It may be silly season, but the numbers on this survey are pretty alarming nonetheless: according to hospitality recruitment website Caterer.com, 66 per cent of 4,300 people it surveyed detest their current job and 43 per cent actively dread going to work every day.
The hospitality sector’s employees came out as unexpected cheerleaders for their sector — just over 49 per cent feel enthusiastic about going to work and are dedicated to their jobs. Only 19 per cent feel no job satisfaction whatsoever.
Compare that with despondent retail workers or (worryingly) those based in an office (a description that takes in a wide variety of jobs), who are overwhelmingly underwhelmed by the prospect of going to work each day.
So who were the UK’s least enthused employees? Here’s a list of the least loved jobs.
| Job | Glee factor (% who are enthusiastic about their jobs) |
| Retail | 7.2 |
| Office-based | 10 |
| Labour | 11 |
| Sales (phone or door-to-door) | 16.9 |
| Skilled (designer/electrician) | 20.4 |
| Forces/Police | 28.6 |
| Social work | 29.9 |
| Education | 30.8 |
| Charity | 34 |
| Healthcare | 48.9 |
Not surprisingly, jobs with more of a structured career path and prospects for advancement elicited more enthusiasm than those without. But ’skilled jobs’ should surely rate higher, if employers are giving people access to apprenticeships and other learning opportunities. And shouldn’t public-sector roles in social work, education and the forces inspire dedication, given their more vocational nature?
The misery factor in a job is not necessarily confined to a particular sector, believes The Table Group founder Pat Lencioni, who also wrote the best-selling “Three Signs of a Miserable Job”.

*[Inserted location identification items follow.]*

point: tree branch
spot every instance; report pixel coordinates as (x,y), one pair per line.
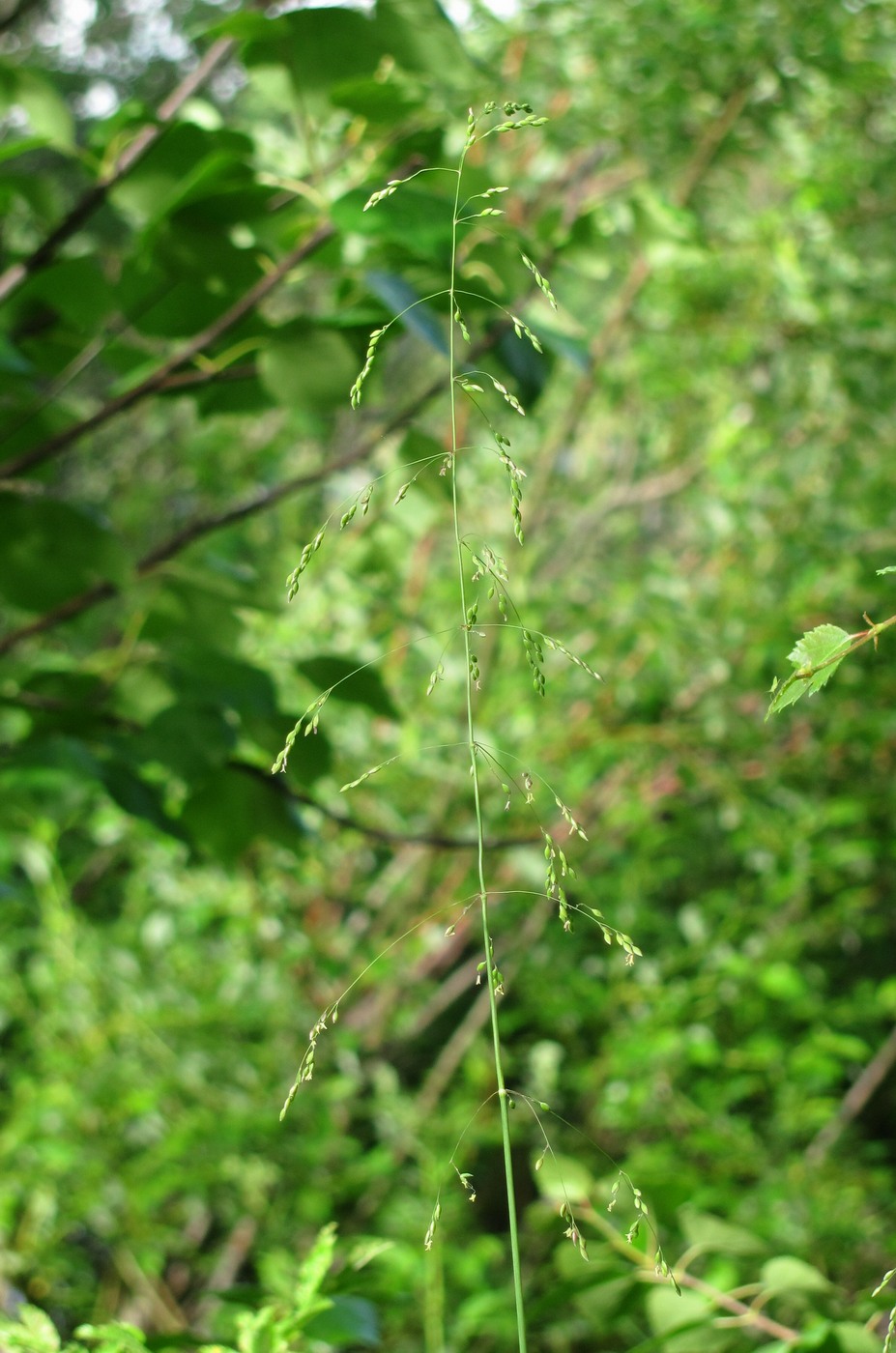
(348,822)
(260,503)
(205,525)
(854,1100)
(43,254)
(161,376)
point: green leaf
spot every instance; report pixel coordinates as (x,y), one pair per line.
(317,46)
(34,1332)
(47,111)
(50,551)
(114,1339)
(788,1274)
(812,658)
(855,1339)
(236,808)
(314,1268)
(349,1321)
(308,368)
(351,685)
(716,1235)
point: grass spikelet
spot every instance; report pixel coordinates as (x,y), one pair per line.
(541,283)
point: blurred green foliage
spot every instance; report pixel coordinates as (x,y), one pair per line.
(708,473)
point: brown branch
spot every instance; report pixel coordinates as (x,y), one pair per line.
(43,254)
(634,283)
(854,1100)
(349,822)
(200,527)
(476,1019)
(159,379)
(747,1315)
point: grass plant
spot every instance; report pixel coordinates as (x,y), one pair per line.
(480,568)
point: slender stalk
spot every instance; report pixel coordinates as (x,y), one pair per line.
(474,773)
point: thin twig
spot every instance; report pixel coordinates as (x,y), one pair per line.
(94,198)
(854,1100)
(159,379)
(379,834)
(632,284)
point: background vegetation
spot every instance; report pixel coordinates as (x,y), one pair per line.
(188,288)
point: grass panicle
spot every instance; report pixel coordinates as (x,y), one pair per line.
(474,565)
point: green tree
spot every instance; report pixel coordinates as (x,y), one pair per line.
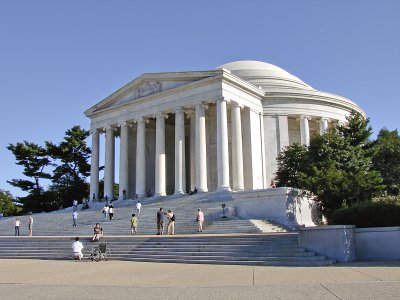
(34,159)
(386,159)
(7,205)
(291,164)
(71,159)
(336,167)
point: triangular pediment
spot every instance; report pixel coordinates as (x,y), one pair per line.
(150,84)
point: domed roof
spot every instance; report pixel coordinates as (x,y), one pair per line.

He defines the three signs for Work in Progress as:
- Anonymity — which is the feeling that employees get when they realize that their manager has little interest in them a human being and that they know little about their lives, their aspirations and their interests.

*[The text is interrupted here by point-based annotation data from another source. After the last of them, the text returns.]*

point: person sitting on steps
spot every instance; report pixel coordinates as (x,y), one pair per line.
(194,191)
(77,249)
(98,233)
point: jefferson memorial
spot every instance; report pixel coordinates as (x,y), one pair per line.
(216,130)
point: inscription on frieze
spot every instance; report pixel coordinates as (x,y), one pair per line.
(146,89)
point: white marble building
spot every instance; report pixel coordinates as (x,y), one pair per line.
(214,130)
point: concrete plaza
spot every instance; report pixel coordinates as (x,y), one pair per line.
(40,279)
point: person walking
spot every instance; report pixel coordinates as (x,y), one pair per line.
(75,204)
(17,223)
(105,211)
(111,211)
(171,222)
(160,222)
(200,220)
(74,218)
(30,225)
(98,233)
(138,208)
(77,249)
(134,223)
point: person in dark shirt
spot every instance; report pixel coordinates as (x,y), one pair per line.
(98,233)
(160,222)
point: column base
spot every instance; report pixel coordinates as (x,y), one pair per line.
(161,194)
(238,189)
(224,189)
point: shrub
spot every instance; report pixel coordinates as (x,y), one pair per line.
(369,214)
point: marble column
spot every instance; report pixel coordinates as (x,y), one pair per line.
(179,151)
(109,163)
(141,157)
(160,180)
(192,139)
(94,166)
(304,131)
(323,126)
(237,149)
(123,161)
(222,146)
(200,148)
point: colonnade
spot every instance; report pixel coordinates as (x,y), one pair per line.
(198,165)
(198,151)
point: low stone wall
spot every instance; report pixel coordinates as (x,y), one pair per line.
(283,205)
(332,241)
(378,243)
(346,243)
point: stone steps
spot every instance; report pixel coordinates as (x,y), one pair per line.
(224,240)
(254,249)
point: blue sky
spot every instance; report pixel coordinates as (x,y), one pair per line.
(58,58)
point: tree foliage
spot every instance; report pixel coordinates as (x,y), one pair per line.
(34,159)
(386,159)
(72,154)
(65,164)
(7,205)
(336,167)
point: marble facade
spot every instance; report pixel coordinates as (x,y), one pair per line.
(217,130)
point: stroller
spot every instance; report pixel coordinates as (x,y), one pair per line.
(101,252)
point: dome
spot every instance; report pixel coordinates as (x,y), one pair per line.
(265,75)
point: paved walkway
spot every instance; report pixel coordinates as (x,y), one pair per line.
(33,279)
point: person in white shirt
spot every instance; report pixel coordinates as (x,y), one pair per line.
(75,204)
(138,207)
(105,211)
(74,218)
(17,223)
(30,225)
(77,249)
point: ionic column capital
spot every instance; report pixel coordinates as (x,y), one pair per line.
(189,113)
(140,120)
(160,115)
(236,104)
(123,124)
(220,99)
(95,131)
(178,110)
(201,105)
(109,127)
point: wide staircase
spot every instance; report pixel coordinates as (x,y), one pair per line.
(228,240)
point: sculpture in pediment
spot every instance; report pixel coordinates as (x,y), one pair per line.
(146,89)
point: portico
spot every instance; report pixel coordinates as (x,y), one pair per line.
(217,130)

- Irrelevance — which takes root when employees cannot see how their job makes a difference in the lives of others. Every employee needs to know that the work they do impacts someone’s life – a customer, a co-worker, even a supervisor – in one way or another.
- Immeasurement — which I realize isn’t actually a word. It’s the inability of employees to assess for themselves their contribution or success. Employees ho have no means of measuring how well they are doing on a given day or in a given week, must rely on the subjective opinions of others, usually their managers, to gauge their progress or contribution.
Maybe this is where the problem lies. A smaller survey by performance management software business SuccessFactors of 139 UK or Eire-based HR executives has found that, while many have a succession plan of some description in place, the majority don’t have a formal process that can be used to identify and develop a continuous stream of talent within the business. Employees, then, have little sense that they might progress beyond a certain point and almost no promise of getting to the top job.
Forty per cent lacked any way of identifying future talent — at the top, or presumably at any level of the business. And managers in two-thirds of the organisations weren’t held accountable for developing people.
It’s not that businesses don’t recognise the importance of talent management. But the processes aren’t in place to create a recognisable career progression. The introduction to a McKinsey chart lists familiar obstacles — short-term cost-cutting on talent spend, a shortage of the right type of person, poor line management, no cross-departmental collaboration.
But the chart itself is more eloquent, showing line managers and HR professionals frequently at odds on who’s responsible for finding and keeping the best people. No-one appears clear as to who is accountable for talent management in the business. Surely that’s a job worth getting enthusiastic about.